Rapid translation from validated molecular targets in cancer to treatments that benefit patients has been hampered by difficulties in rapidly developing effective, targeted therapeutics, as many targets are not druggable by traditional medicinal chemistry approaches. We propose here to invesfigate a new methodology to accelerate the translation of understandings of molecular events in cancer cell biology into new therapies by using RNA interference-based therapeutics (targeted nanoparticle based systems are used here) combined with multi-time point blood/serum-based miRNA profiling.

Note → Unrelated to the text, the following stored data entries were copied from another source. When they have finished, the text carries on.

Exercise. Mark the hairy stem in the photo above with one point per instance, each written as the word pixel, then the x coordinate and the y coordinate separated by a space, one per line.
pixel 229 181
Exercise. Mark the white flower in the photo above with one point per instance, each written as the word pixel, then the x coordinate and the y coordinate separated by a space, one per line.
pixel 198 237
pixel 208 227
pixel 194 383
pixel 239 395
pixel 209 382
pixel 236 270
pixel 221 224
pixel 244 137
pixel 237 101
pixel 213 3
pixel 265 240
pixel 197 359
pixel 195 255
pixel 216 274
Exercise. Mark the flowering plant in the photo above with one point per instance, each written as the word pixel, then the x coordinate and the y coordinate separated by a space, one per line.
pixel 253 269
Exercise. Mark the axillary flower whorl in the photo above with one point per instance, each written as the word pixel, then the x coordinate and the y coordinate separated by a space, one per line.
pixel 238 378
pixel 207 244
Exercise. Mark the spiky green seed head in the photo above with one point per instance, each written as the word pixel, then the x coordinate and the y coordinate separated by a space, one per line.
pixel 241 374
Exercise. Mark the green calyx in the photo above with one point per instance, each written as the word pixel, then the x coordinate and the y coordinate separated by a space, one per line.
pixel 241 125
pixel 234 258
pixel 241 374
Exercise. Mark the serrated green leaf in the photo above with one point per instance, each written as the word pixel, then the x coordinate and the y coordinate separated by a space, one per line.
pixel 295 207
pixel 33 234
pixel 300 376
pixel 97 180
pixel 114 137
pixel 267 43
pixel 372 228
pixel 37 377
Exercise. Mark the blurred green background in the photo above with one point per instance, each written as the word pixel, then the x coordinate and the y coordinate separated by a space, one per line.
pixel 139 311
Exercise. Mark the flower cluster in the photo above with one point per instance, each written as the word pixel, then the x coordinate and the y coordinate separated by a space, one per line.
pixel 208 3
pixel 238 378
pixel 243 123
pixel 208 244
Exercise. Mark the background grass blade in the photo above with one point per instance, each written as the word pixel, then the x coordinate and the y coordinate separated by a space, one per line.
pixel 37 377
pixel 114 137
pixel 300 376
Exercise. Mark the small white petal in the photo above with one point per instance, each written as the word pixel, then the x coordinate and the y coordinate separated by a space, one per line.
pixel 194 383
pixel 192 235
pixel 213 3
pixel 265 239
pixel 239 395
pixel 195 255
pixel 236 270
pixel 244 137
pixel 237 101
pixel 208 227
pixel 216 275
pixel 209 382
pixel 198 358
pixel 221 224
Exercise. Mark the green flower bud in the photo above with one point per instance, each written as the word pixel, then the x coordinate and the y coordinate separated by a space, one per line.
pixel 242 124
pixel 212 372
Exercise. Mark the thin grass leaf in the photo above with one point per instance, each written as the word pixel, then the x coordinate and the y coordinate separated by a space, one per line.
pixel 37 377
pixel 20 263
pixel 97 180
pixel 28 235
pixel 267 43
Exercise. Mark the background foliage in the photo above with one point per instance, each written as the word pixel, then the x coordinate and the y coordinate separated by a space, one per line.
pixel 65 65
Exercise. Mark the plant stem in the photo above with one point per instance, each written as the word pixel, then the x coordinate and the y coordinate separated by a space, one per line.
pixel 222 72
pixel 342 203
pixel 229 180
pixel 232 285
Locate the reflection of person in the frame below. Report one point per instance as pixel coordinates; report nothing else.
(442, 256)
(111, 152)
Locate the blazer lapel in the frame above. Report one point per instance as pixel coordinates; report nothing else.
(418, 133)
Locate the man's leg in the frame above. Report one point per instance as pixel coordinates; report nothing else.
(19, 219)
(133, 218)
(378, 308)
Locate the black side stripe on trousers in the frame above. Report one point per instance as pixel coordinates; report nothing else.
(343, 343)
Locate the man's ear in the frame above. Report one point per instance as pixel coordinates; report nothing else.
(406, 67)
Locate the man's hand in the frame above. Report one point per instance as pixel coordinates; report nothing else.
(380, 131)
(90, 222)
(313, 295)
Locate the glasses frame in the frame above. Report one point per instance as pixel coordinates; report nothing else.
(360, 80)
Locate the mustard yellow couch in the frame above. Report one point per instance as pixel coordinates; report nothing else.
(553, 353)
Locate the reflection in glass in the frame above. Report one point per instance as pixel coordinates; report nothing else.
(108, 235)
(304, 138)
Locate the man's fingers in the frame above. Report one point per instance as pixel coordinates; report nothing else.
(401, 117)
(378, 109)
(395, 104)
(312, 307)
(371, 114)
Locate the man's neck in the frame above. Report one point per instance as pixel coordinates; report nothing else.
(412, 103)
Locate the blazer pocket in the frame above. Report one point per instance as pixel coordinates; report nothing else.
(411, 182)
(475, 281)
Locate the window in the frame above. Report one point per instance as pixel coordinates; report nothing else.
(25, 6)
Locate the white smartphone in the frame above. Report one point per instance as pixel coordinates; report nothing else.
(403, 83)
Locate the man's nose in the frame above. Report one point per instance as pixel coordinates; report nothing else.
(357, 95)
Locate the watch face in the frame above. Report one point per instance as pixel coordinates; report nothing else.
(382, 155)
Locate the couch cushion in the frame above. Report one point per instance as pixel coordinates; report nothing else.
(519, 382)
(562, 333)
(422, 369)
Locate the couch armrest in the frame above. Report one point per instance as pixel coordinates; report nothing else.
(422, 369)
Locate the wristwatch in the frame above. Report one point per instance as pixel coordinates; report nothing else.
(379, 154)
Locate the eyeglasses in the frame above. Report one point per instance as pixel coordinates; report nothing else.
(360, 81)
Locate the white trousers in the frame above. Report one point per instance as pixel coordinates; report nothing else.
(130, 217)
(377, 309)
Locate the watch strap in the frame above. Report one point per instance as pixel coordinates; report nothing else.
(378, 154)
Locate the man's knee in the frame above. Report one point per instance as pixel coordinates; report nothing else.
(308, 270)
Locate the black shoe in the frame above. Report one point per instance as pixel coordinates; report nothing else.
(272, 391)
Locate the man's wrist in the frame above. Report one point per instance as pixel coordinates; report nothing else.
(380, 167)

This strategy will be demonstrated using a previously undruggable target, the oncogenic N-Ras mutation in melanoma. We propose to evaluate the hypothesis that the integration of targeted delivery of RNA interference-based therapeutics that allow quick translation from concept to clinic with multi-time point blood/serum monitoring of cancer-specific miRNA biomarkers can rapidly lead to mechanistically verified cancer treatments with blood/serum biomarkers that can provide minimally invasive proof of function in patients.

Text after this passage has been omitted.